Shares in major computer chipmakers, including Nvidia and Advanced Micro Devices (AMD), saw a significant drop on Wednesday after Nvidia revealed that tighter U.S. government controls on exports of artificial intelligence (AI) chips would cost the company an additional $5.5 billion.
The U.S. Commerce Department’s new export licensing requirements, which will apply to Nvidia’s H20 integrated circuits and similar chips, are designed to mitigate risks that these products could end up in supercomputers in China. The controls are aimed at preventing the diversion of advanced AI chips, which have strategic value, to countries of concern, particularly China.
In a regulatory filing, Nvidia stated that the government’s decision to impose indefinite export restrictions on these high-performance chips will have a long-lasting impact on its business. The new licensing requirements are a response to concerns that the chips may be used in supercomputers that could potentially bolster China’s AI and military capabilities. This marks a significant development in the ongoing tech rivalry between the U.S. and China, with the U.S. continuing to tighten controls on technology exports to its rival.
The news of the export restrictions sent shares of both Nvidia and AMD tumbling. Nvidia’s stock dropped by 6% in morning trading, while AMD, a key competitor in the AI chip market, also saw a 6% decline. AMD, in its regulatory filing, estimated that the new export controls could cost it up to $800 million in potential charges related to inventory, purchase commitments, and reserves.

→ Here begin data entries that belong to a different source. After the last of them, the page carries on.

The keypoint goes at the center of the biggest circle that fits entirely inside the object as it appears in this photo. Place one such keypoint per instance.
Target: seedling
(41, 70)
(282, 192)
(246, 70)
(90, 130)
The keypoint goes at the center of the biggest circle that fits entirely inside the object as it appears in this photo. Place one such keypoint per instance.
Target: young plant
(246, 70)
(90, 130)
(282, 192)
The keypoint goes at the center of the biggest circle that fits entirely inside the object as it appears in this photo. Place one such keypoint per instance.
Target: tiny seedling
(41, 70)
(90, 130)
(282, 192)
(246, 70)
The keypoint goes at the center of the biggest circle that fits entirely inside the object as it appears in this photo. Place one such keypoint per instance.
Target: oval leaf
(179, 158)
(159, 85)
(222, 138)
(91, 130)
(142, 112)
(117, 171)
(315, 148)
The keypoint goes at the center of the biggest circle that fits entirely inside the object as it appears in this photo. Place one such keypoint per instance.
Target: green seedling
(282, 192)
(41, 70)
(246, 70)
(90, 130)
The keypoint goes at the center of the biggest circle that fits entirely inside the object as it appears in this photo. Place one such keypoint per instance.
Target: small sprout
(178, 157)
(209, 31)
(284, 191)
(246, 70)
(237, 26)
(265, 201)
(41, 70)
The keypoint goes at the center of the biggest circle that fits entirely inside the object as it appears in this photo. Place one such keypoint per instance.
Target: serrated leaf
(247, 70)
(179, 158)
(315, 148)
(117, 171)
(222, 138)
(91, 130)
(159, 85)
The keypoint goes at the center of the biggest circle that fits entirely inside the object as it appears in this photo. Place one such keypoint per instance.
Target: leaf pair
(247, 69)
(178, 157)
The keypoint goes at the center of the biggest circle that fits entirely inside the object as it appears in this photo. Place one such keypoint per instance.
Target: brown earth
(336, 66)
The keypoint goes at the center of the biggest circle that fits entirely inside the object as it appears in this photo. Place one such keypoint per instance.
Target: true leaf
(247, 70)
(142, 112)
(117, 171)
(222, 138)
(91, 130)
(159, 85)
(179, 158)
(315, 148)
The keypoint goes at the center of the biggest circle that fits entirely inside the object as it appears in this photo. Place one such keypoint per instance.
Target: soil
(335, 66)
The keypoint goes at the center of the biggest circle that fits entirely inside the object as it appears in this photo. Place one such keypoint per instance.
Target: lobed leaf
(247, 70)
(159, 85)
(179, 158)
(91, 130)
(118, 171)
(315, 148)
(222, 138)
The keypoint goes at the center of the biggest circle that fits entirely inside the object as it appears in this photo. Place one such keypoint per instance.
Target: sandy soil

The announcement is expected to have a ripple effect throughout the tech industry, particularly in the AI sector. As the demand for AI-powered technologies continues to surge, particularly for training and deploying large language models, the new export controls could alter the competitive landscape for AI chipmakers. Analysts will be closely monitoring how these regulatory changes impact global supply chains and innovation in the rapidly growing AI market.